Date: Wed, 8 May 2024 21:29:44 -0400
On 5/8/24 7:47 PM, Peter Dimov wrote:
> Tom Honermann wrote:
>> On 5/8/24 2:59 PM, Peter Dimov wrote:
>>
>>
>> Tom Honermann wrote:
>>
>> This keeps neglecting the basic fact that there are
>> implementations and
>> ecosystems that cannot adopt what you are suggesting. Not now,
>> not in the
>> near term, probably never.
>>
>>
>> Would you please give one concrete example of such an implementation
>> or an ecosystem, and how translating Unicode literals to the _ordinary_
>> literal encoding on stream insertion would be a problem there?
>>
>> Any EBCDIC based system like z/OS.
> OK, let's go with that.
>
>> C++ code can't distinguish between literals and non-literals (except for UDLs,
>> but that is irrelevant here), but I don't think you intended to constrain the
>> question to Unicode literals.
>>
>>
>> UTF-8 solves problems with mojibake. It does not solve problems with
>> translations. Let's go back to a variation of an example I gave earlier that uses a
>> hypothetical message catalog similar to GNU gettext() to provide translations
>> of strings in UTF-8 in char8_t.
>>
>>
>> std::cout << u8msg("In the month of ") << std::chrono::August << "\n";
> This code doesn't work today, right?
>
> So we're talking about - hypothetically - making this code possible to write,
> in the year 2027, on z/OS systems.
Are you under the impression that no one is developing C++ code for
these systems today? IBM provides two C++ compilers for z/OS
<https://www.ibm.com/products/xl-cpp-compiler-zos> and they are busy
contributing support to LLVM/Clang. Dignus provides an LLVM based
compiler for z/OS <http://www.dignus.com/press_releases/200728.html>.

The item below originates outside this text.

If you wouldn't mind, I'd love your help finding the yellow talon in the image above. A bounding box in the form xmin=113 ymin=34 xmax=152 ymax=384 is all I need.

These systems are not ubiquitous, but they are not a historical artifact
of a bygone era either.
>
>> Say the ordinary literal encoding is IBM-1047. Translation to the ordinary
>> literal encoding will limit the output to characters representable in that
>> encoding; any other characters would presumably be replaced with
>> substitution characters. If the program is run in an IBM-1047 environment,
>> there is no problem. Now run that program in an environment with a
>> Japanese locale using code page 954 (euc-jp). The message catalog lookup
>> would produce a UTF-8 string that probably uses characters not in IBM-1047.
>> Conversion to code page 954 will likely preserve those characters while
>> conversion to IBM-1047 definitely would not.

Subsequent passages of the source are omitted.